Nuestras vidas están siempre balanceándose entre la esfera de lo público y lo privado. Lo ideal para mí, siempre lo he pensado así, es que la esfera de lo público tenga una calidad tal que no perturbe ni interrumpa el desenvolvimiento de nuestros proyectos y anhelos privados. No las veo como opuestas y pienso que esa vida propia incluye la atención y toma de posición acerca de los aspectos esenciales que atañen a la comunidad de que formamos parte, atención que siento debe considerar el punto de vista de los otros y no solo el mío.
Por la experiencia de mi familia —que vivió las penalidades de la Segunda Guerra Mundial— y la mía, que, como tantos otros, vivieron, más o menos de cerca, la disrupción completa de la concordia nacional del período de los 70 al 89, le tengo quizás un desmesurado miedo a la discordia (la aparición de dos corazones donde debe haber uno, según una definición de Ortega y Gasset) y, para qué decirlo, a la guerra, esa discordia armada entre pueblos. En esos escenarios, la esfera de lo público —enferma, quebrada, dominada por la rabia y el odio— se atraviesa y golpea la vida privada, a aquella esfera de lo propio y personal, la trastoca, desvía y disgrega según sus tiránicos y a veces inescrutables intereses. Es el tema de la gran novela histórica, cuyo sentido, precisamente, no es poner a actuar a los personajes en un escenario de otra época que se busca recrear con verosimilitud. La novela histórica —Guerra y Paz, El Gatopardo, El agente secreto, Rojo y negro— pone en juego las tensiones, conflictos y desgarros que en esos casos provoca el entrechoque del destino individual y colectivo.

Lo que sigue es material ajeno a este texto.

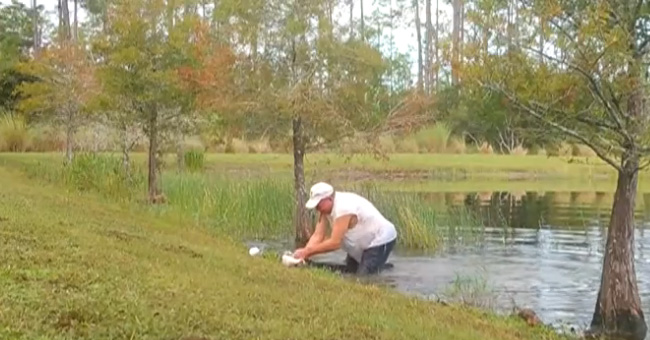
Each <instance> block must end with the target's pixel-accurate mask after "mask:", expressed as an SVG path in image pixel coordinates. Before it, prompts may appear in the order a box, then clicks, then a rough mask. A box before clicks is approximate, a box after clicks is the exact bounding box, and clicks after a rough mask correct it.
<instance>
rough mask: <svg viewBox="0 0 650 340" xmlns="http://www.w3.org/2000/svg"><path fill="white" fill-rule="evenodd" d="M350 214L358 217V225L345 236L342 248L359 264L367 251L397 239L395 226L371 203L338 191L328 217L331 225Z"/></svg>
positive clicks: (349, 194)
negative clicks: (331, 224)
mask: <svg viewBox="0 0 650 340" xmlns="http://www.w3.org/2000/svg"><path fill="white" fill-rule="evenodd" d="M348 214H354V215H356V217H357V224H356V225H355V226H354V227H352V228H350V229H348V230H347V232H346V233H345V234H344V235H343V242H342V245H341V248H342V249H343V250H344V251H346V252H347V253H348V254H349V255H350V256H351V257H352V258H354V259H355V260H357V261H359V262H360V261H361V254H362V253H363V251H364V250H365V249H368V248H371V247H375V246H379V245H382V244H386V243H388V242H390V241H392V240H394V239H395V238H397V231H396V230H395V225H393V223H391V222H390V221H389V220H387V219H386V218H385V217H384V216H383V215H382V214H381V213H380V212H379V210H377V208H375V206H374V205H373V204H372V203H370V201H368V200H367V199H366V198H364V197H362V196H359V195H357V194H355V193H351V192H340V191H337V192H336V193H335V195H334V205H333V207H332V213H331V214H330V216H328V218H329V220H330V224H332V225H333V223H334V221H335V220H336V218H338V217H340V216H344V215H348Z"/></svg>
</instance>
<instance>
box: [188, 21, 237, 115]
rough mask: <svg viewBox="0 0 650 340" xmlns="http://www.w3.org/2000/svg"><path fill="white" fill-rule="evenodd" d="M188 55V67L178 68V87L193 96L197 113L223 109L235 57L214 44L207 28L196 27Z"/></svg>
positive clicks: (208, 26) (224, 103)
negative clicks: (179, 86) (180, 87)
mask: <svg viewBox="0 0 650 340" xmlns="http://www.w3.org/2000/svg"><path fill="white" fill-rule="evenodd" d="M193 39H194V42H193V44H192V45H191V47H190V51H189V55H190V56H191V58H192V63H191V64H190V65H183V66H181V67H179V68H178V70H177V75H178V77H179V79H180V80H181V83H182V85H181V87H182V89H183V90H184V91H187V93H191V94H193V95H194V96H195V103H194V106H195V107H196V109H197V110H199V111H202V110H210V109H223V108H226V107H227V106H228V104H229V103H230V102H231V99H232V95H233V91H232V89H231V84H232V83H233V74H232V71H233V66H234V64H235V61H236V56H235V54H234V53H233V52H232V50H231V49H230V47H229V46H227V45H223V44H218V43H217V42H216V41H215V39H214V37H213V36H211V35H210V34H209V26H208V25H206V24H205V23H197V24H196V25H194V30H193Z"/></svg>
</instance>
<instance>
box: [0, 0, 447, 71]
mask: <svg viewBox="0 0 650 340" xmlns="http://www.w3.org/2000/svg"><path fill="white" fill-rule="evenodd" d="M19 1H20V2H22V3H24V4H26V5H28V6H31V0H19ZM355 1H357V3H355V6H354V17H355V19H356V20H358V18H359V16H360V14H361V6H359V4H358V1H359V0H355ZM361 1H363V6H364V12H365V13H364V14H366V16H368V15H370V13H372V12H373V11H374V10H375V9H376V8H378V5H376V4H375V2H376V0H361ZM391 1H393V3H395V2H396V0H391ZM438 1H439V8H440V11H441V17H440V21H441V22H446V23H449V25H450V24H451V22H450V20H449V19H450V18H451V13H452V10H451V6H450V5H448V4H445V3H444V2H445V1H442V0H438ZM6 2H9V1H6V0H0V3H6ZM409 2H410V1H409ZM57 3H58V0H38V4H39V5H40V4H42V5H44V6H45V10H46V12H48V13H51V15H52V19H56V6H57ZM432 7H433V8H434V10H435V1H432ZM379 9H380V11H381V12H384V13H388V12H389V10H390V7H388V8H387V6H383V7H379ZM407 15H409V14H407ZM420 15H421V17H420V19H421V20H422V22H424V6H421V8H420ZM410 16H411V18H405V20H408V21H406V22H402V23H401V24H400V26H402V27H399V28H396V29H394V30H393V36H394V37H393V39H394V46H395V49H396V50H397V51H399V52H401V53H407V54H409V55H410V59H411V65H412V66H411V69H412V71H413V73H414V74H416V71H415V70H416V68H417V63H416V61H417V58H416V52H415V51H416V50H415V49H416V48H417V39H416V38H415V25H414V24H413V18H412V17H413V15H412V14H410ZM78 17H79V21H84V20H85V13H83V10H80V11H79V13H78ZM335 17H336V19H335V20H337V21H338V22H339V23H347V22H348V19H349V7H348V6H345V7H342V6H339V8H337V10H336V11H335ZM450 28H451V27H449V28H446V29H445V31H450V30H451V29H450ZM423 30H424V27H423Z"/></svg>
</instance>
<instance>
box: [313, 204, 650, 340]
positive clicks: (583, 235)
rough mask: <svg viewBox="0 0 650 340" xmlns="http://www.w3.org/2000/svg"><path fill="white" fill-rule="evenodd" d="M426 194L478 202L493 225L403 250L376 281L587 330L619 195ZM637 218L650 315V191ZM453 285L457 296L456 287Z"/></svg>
mask: <svg viewBox="0 0 650 340" xmlns="http://www.w3.org/2000/svg"><path fill="white" fill-rule="evenodd" d="M421 195H422V199H424V200H429V201H431V202H432V204H443V205H452V206H458V205H465V206H468V207H471V208H472V209H473V210H474V211H476V212H478V213H479V214H480V216H482V218H483V222H484V223H485V224H486V225H487V226H489V227H488V228H486V229H485V232H484V235H483V237H482V238H481V242H480V244H473V245H469V246H463V247H447V248H446V249H445V251H443V252H440V253H436V254H433V255H432V254H418V253H413V252H412V251H406V250H404V249H399V247H398V248H396V250H395V252H394V253H393V255H392V256H391V258H390V259H389V262H391V263H392V264H394V267H393V268H391V269H389V270H386V271H384V272H382V273H381V274H380V275H379V277H377V278H376V280H377V281H378V282H379V283H382V284H387V285H390V286H392V287H394V288H395V289H397V290H398V291H401V292H403V293H405V294H416V295H419V296H422V297H425V298H434V299H435V298H438V297H440V298H442V299H443V300H444V299H453V298H454V297H456V298H457V297H458V296H467V295H471V293H473V294H474V295H475V296H473V297H471V298H470V299H471V300H473V301H474V302H482V303H484V304H485V306H487V307H489V308H493V309H496V310H500V311H504V312H508V311H510V310H511V308H512V307H513V306H514V305H516V306H519V307H524V308H532V309H533V310H535V311H536V312H537V314H538V316H539V317H540V318H541V319H542V321H543V322H544V323H547V324H551V325H553V326H555V327H557V328H560V329H569V328H571V327H573V328H575V329H576V330H578V331H580V330H583V329H585V328H588V326H589V323H590V321H591V317H592V314H593V311H594V306H595V302H596V295H597V293H598V288H599V285H600V274H601V268H602V261H603V249H604V246H605V241H606V239H605V237H606V233H607V224H608V220H609V213H610V210H611V203H612V199H613V193H603V192H601V193H597V192H547V193H526V192H522V193H512V192H510V193H508V192H490V193H426V194H421ZM635 215H636V219H637V229H636V238H635V242H636V253H635V257H636V270H637V279H638V284H639V289H640V292H641V300H642V304H643V309H644V312H645V314H646V315H650V250H648V249H647V248H648V247H650V230H646V229H647V228H648V226H650V223H649V221H650V195H649V194H648V193H639V195H638V196H637V209H636V214H635ZM344 256H345V255H344V253H342V252H340V251H337V252H333V253H330V254H325V255H321V256H319V257H318V258H317V260H320V261H326V262H343V260H344ZM458 278H461V279H462V278H465V279H469V280H475V281H474V283H470V284H469V285H468V286H466V288H467V291H465V293H458V287H459V286H458V285H455V284H454V282H456V283H458V282H460V281H458ZM482 285H484V286H482ZM453 287H456V290H455V294H454V291H453V290H451V291H450V289H453ZM468 292H470V293H469V294H468ZM648 322H649V323H650V320H648ZM648 338H650V337H648Z"/></svg>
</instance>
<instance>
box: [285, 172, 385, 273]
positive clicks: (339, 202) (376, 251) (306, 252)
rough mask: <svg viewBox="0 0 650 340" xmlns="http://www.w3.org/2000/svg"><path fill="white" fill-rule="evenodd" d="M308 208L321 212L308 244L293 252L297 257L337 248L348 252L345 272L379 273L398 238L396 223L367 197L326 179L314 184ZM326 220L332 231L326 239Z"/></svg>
mask: <svg viewBox="0 0 650 340" xmlns="http://www.w3.org/2000/svg"><path fill="white" fill-rule="evenodd" d="M309 196H310V197H309V201H307V204H306V207H307V209H314V208H316V210H317V211H318V212H319V213H320V216H319V219H318V224H316V228H315V230H314V234H313V235H312V236H311V237H310V239H309V241H308V242H307V245H306V246H305V247H304V248H300V249H298V250H296V251H295V252H294V255H293V256H294V257H295V258H298V259H308V258H309V257H310V256H313V255H316V254H321V253H326V252H330V251H334V250H337V249H339V248H341V249H343V250H344V251H345V252H347V254H348V255H347V258H346V269H345V271H346V272H352V273H357V274H360V275H364V274H375V273H378V272H379V271H380V270H381V268H382V266H383V265H384V264H385V263H386V261H387V260H388V255H390V253H391V251H392V250H393V246H394V245H395V242H396V240H397V231H396V230H395V226H394V225H393V223H391V222H390V221H389V220H387V219H386V218H385V217H384V216H383V215H382V214H381V213H380V212H379V210H377V208H375V206H374V205H373V204H372V203H370V201H368V200H367V199H365V198H364V197H362V196H359V195H357V194H355V193H351V192H343V191H336V192H335V191H334V188H333V187H332V186H331V185H329V184H327V183H323V182H320V183H316V184H314V186H312V187H311V191H310V194H309ZM326 221H328V222H329V224H330V225H331V226H332V233H331V235H330V237H329V238H328V239H325V223H326Z"/></svg>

Los líderes políticos deberían siempre tener a la vista el valor de la paz y la concordia y pensar permanentemente en las razones que en el seno de una comunidad pugnan por quebrarla para buscar removerlas. La inestabilidad socioeconómica, que puede ser la antesala sintomática de la discordia futura, no es por lo común solo la responsabilidad de un pequeño grupo de complotados. Es fácil pensarlo así y acotar un enemigo es una forma de ahorrarse el trabajo político propiamente tal: identificar aquellos puntos del orden actual —los que frecuentemente se remontan a un pasado histórico remoto— que requieren ser removidos porque sin esa remoción la paz resulta un pago demasiado oneroso para los grupos no privilegiados.
La reflexión y la acción sobre la paz y la concordia en una comunidad política no deberían confundirse con el orden público, siendo aquella un bien muy superior a este. Trabajar para la paz es, pues, crear las condiciones objetivas para que todos puedan desplegar sus legítimos y diversos proyectos de buena vida.